Businesses live and die by their interactions with the public, but smaller businesses have much closer ties to their communities than Wal-Mart or Target.
“We are very conscious about making sure that the coffee we get gives back to the communities who farm it," Paul explained. "We’ve been able to develop a unique relationship with our roaster, where we can trace our coffee back to the farms and the washing stations that they come through.”
But not all business relationships are strictly business. Paul and his team have also drawn on support from their family.
“My mom is a professional writer, and she will edit some of our copywriting. We have family who’s involved in digital media and videography, and they’ll help us with some of the marketing content. We’re very much in-house,” he explained.
Clean Qweens is a locally owned cleaning company that services the Rochester area. Its founder, Dominique Bell, started the company back in February 2020, before COVID-19 hit in full force.
“I was driving school buses for some time, and I wanted to do something that would be a long-lasting career. I decided to start a business around something I liked to do, which was cleaning,” Bell explained.
Clean Qweens has serviced homes, daycares, restaurants, offices and other local businesses since the beginning of the pandemic.
“We do residential and commercial cleaning, a wide variety of deep cleanings. Sanitation is really big, a lot of people want all their stuff sanitized because of [COVID-19],” Bell explained.
Nearly 100,000 small businesses that temporarily shut down to weather the pandemic are now closed for good, according to Yelp's most recent Local Economic Impact Report. Even so, Clean Qweens's success shows that the past year hasn't sunk everyone. There are still small businesses that have been able to adapt and ride out the storm.
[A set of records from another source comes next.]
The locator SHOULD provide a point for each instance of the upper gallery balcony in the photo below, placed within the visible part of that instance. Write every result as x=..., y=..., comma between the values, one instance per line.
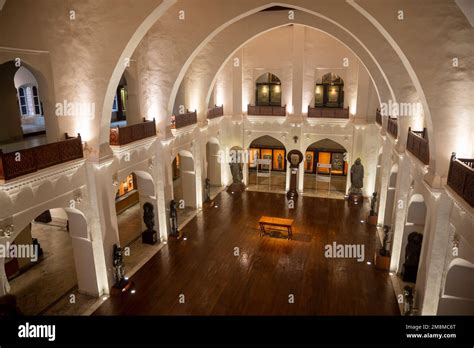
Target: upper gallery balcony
x=327, y=112
x=124, y=135
x=418, y=145
x=183, y=120
x=266, y=110
x=392, y=127
x=17, y=163
x=216, y=111
x=461, y=178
“[COVID-19] has definitely impacted my business in a positive way. It’s what actually grew my business,” Bell said.
“[COVID-19] has definitely impacted my business in a positive way. It’s what actually grew my business.”
Socially Distant Media
Despite the recent shift to online shopping, the U.S. Department of Commerce estimates that e-commerce only accounted for about 14 percent of total sales in 2020.
Small businesses have had to scramble to pivot online as meetings move to Zoom and consumers migrate over to the omnipresent Amazon, whose shares have soared in response to the pandemic.
Social media has become a powerful tool that small businesses can use to build and interact with their community, even if they aren’t large enough to sustain their own PR department.
Bell does the marketing for Clean Qweens herself. She runs a company website where customers can book appointments, and is very active on social media. Facebook, Instagram, Yelp and other targeted advertising forums are the backbone of many small businesses, and Bell's is no exception. She also runs her own website, where customers can schedule appointments and bus specialty cleaning products.
Clean Qweens is one of many small businesses who have pivoted to online interactions in the wake of the pandemic.
This kind of digital community building is crucial for small businesses, especially at a time where face-to-face interactions can be hard to come by.
2020 rocked the country, and nobody has escaped from it untouched. The year has been particularly difficult for smaller businesses. Some have died, some have been born and those that survived have been radically changed.
The most important thing customers can do to help is to eschew large chains and shop locally.
Every dollar counts, now more than ever.